Google Blocked Gemini From Generating Images of Humans, But It ...
After an embarrassing rollout and a bunch of attention from all the wrong people, Google forbade its Gemini AI from generating images of people — but, for whatever reason, it'll still draw clowns. Which are people. Right? Right!?
The Background
This debacle began last week when anti-woke crusaders online got big mad about Gemini, which was formerly known as Bard until this rebrand, generating "racially diverse" images for prompts such as "American," "Viking," and "Founding Fathers," that they expected to be entirely white.
Adding to the fracas, it even depicted Nazis as people of color.
Current Status
Initially, the tech giant took the entire image-generating capability offline. Now the image generation feature, which lives inside the chatbot itself, is back up, but it's forbidden from depicting people. When you ask it to do so, it responds with a boilerplate statement that reads very similarly to a company blog post admitting that the AI "got it wrong" and that it would be pausing the image generation of people as it works on improvements.

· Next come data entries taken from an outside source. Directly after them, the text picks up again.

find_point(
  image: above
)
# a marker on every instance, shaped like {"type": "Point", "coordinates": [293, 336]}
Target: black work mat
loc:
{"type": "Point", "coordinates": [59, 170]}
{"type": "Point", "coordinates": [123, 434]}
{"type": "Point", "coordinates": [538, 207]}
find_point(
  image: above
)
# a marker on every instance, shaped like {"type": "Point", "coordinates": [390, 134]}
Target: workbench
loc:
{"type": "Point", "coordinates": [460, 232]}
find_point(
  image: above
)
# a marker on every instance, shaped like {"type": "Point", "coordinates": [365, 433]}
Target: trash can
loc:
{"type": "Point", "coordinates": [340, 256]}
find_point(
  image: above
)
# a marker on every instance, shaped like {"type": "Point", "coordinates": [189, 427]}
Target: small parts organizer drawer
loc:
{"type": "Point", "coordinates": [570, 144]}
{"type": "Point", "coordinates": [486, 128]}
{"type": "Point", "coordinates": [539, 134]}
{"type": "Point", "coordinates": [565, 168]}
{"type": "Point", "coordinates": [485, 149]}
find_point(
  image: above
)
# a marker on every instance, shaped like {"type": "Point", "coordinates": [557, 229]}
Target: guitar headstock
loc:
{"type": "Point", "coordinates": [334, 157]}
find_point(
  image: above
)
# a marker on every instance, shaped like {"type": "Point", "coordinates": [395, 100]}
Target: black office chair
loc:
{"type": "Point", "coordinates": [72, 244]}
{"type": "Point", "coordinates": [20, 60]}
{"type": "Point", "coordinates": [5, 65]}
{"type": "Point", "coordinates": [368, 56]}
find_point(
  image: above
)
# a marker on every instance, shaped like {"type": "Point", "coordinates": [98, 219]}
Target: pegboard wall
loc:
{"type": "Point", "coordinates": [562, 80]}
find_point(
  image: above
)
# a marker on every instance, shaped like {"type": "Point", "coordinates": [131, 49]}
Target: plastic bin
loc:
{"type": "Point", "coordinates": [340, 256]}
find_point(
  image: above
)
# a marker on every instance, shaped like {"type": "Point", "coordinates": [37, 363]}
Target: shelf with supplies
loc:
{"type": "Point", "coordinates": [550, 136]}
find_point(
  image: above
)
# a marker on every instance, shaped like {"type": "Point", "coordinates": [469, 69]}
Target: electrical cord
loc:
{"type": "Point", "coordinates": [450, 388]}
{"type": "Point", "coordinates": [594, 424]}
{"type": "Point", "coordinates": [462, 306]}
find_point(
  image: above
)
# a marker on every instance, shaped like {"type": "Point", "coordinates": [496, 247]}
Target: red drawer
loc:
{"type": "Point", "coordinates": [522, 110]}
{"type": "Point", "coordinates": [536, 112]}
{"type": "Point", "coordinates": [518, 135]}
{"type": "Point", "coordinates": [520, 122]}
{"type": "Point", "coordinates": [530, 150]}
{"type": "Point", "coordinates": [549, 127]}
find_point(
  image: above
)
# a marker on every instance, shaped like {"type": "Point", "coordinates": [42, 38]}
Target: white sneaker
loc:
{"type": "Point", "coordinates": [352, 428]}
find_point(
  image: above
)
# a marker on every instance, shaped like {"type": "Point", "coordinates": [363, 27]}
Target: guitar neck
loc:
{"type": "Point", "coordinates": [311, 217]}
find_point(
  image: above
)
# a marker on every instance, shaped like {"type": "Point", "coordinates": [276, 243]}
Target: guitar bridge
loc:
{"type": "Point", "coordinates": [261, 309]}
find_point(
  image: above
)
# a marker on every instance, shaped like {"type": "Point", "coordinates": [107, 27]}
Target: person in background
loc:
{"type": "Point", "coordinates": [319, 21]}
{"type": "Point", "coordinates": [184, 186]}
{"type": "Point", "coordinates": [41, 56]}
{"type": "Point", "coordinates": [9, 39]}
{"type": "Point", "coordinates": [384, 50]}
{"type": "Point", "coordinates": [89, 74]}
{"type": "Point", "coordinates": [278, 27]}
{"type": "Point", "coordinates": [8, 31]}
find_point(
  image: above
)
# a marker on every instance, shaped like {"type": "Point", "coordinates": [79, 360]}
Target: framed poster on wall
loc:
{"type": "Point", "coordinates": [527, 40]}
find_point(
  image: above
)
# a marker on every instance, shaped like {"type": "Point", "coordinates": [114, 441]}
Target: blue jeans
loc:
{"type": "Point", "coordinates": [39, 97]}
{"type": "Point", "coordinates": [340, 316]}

"We are working to improve Gemini’s ability to generate images of people," Gemini's response reads. "We expect this feature to return soon and will notify you in release updates when it does."
The Clown Conundrum
But while tinkering around with Gemini, Futurism found that the image generator is still happy to generate images of clowns inside specific environments. If you ask for just a clown it still demurs, but if you ask it for images of clowns in settings such as submarines or spaceships, it happily spits out goofy illustrations — or, in some cases, some unsettling and realistic-looking clowns.
What's more, there are some pretty simple workarounds to get Gemini to draw pseudo-humans as well. The phrase "little guy" seems to work bizarrely well to this end, with the AI spitting out at least one shockingly creepy little guy when asked to do so.
Final Thoughts
As our session with Gemini went on, it became clear that the chatbot was wising up to our tricks. By the end of it, it was refusing to generate some of the images we prompted, such as "clown inside a submarine" and "little guy in a spaceship."
The whole thing once again goes to show just how easy it is to circumvent AI guardrails — and how hard it is for the creators of AI, even an indescribably well-resourced one like Google, to anticipate the infinite number of potentially problematic things users could ask for.